The alternative side is a broad auction process. And a lot of M&A deals in larger industries are done this way, where you’ll hire an adviser, [and] they’ll work with you to prepare the company to sell, which includes everything from building your financial model, assessing your valuation, performing due diligence—because you want to find the skeletons in the closet before a potential acquirer does—putting up a data room, going through all the steps that a buyer would, but doing it internally. The second phase is the marketing and outreach phase. And that’s where, if you’re doing a broad auction process, a lot of companies will reach out to everyone and anyone. When we used to do sell-side deals, we reached out to hundreds of potential buyers, and, obviously, 90-plus percent of them aren’t going to be interested. But you start with a very wide net, and then you narrow it from there. You set up an auction process where there’s an initial round of bidding, you collect the bids, you pick maybe the top five or 10 to go on to the next round of bidding, you provide them a little more information. It’s a very structured process, and it takes more time. But if the goal is to extract the highest value possible, oftentimes a broad auction process is the best way to go.
But it also depends on your motivation as a seller, right? Do you want to just cash out completely and have nothing to do with the business? Or do you still want to be involved in the business? Do you care about the employees? Do you want them to stay involved with the business? A lot of transactions like this, it’s about understanding the motivations of the buyer and seller, and trying to find a structure that works for both parties. And oftentimes, for sellers, maybe that additional 10 percent of value isn’t worth it if you can still have a stake in the business: Be on the board, or get an earn-out provision—benefits down the road, if this does become the next billion-dollar company. There are a lot of considerations. That’s why cannabis is an interesting industry, because there’s such a wide range of companies, but they’re all technically startups. Even some of these billion-dollar companies, they’re growing so quick. A lot of them will see their revenues double or triple or quadruple over the next few years. They’re still startups. And when it comes to buying startups, it’s a whole different can of worms.
Sandy: That startup point is a good backdrop to the whole conversation here. And in some ways, you always have state regulators in a sense sitting at the table with these companies. How do they fit into the transaction process? Is it just taken for granted that the license will be part of that deal, and the state will be OK with this?
Nicholls: I think it depends on the state, certainly. I think the understanding is that most states are fine with licenses transferring owners. Now it’s understood. There are obviously different processes, depending on the state, and also just the transaction structure in general: You can either buy the stock—the equity, where you’re buying the existing company—or you can buy the assets, where you’re just buying the license, the brand name, and the IP and all that. So, the structure of the transaction matters, as well as the state.

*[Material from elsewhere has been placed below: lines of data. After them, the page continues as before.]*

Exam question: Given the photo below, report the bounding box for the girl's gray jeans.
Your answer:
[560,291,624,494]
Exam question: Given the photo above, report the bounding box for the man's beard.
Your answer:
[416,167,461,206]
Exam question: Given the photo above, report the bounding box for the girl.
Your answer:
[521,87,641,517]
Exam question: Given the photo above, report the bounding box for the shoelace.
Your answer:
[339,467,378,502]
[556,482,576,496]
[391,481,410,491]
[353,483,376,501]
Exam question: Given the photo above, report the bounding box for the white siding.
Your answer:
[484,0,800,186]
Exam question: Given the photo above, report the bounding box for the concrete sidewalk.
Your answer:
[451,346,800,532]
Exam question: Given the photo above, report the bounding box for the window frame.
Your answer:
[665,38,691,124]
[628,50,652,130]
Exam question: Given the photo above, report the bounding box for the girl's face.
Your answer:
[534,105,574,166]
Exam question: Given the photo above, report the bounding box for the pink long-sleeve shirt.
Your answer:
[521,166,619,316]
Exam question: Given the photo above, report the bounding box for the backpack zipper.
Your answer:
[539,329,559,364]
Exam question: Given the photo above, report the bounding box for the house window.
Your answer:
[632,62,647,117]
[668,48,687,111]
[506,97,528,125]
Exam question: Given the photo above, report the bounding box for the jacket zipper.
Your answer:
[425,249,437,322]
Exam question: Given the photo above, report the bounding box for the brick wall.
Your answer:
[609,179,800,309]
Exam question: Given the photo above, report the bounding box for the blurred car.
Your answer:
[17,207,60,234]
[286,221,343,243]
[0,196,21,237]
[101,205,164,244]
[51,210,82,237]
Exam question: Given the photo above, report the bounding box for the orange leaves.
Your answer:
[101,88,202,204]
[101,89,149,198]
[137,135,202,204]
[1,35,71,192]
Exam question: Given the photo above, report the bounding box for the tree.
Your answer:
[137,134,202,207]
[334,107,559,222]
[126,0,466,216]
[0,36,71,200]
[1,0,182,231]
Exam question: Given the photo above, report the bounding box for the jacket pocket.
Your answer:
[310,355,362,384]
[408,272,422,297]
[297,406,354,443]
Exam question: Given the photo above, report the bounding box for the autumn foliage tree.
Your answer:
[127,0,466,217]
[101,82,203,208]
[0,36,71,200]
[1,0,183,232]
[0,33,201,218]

At the local level, especially here in California, the local level is the harder license to get. One of my clients is really well-established in their local community. They’ve been there for decades. They worked with the City Council to put in place a licensing program; as a result, they got one of the licenses. And now, they just turned around and sold it. And they were concerned, ‘Well, you know, we built this long relationship with the city, selling them on our vision for this store and how it’s going to look. We’ve built a good relationship with the city. And now, before the stores even open, we’re selling it. That looks bad, right?’ They were afraid of some blowback from the city. So, as a result, the way they structured that transaction was that they’re still going to be involved in the next two years. They’re going to the city and saying, ‘Look, for us, it made the most sense to sell this off to another party. But we’re still going to be involved in every step of the process. We’re going to be on the board, we’re going to be doing all the build-out, we’re going to make sure everything adheres to all the codes and regulations that we had agreed on originally, just to give some comfort to the city.’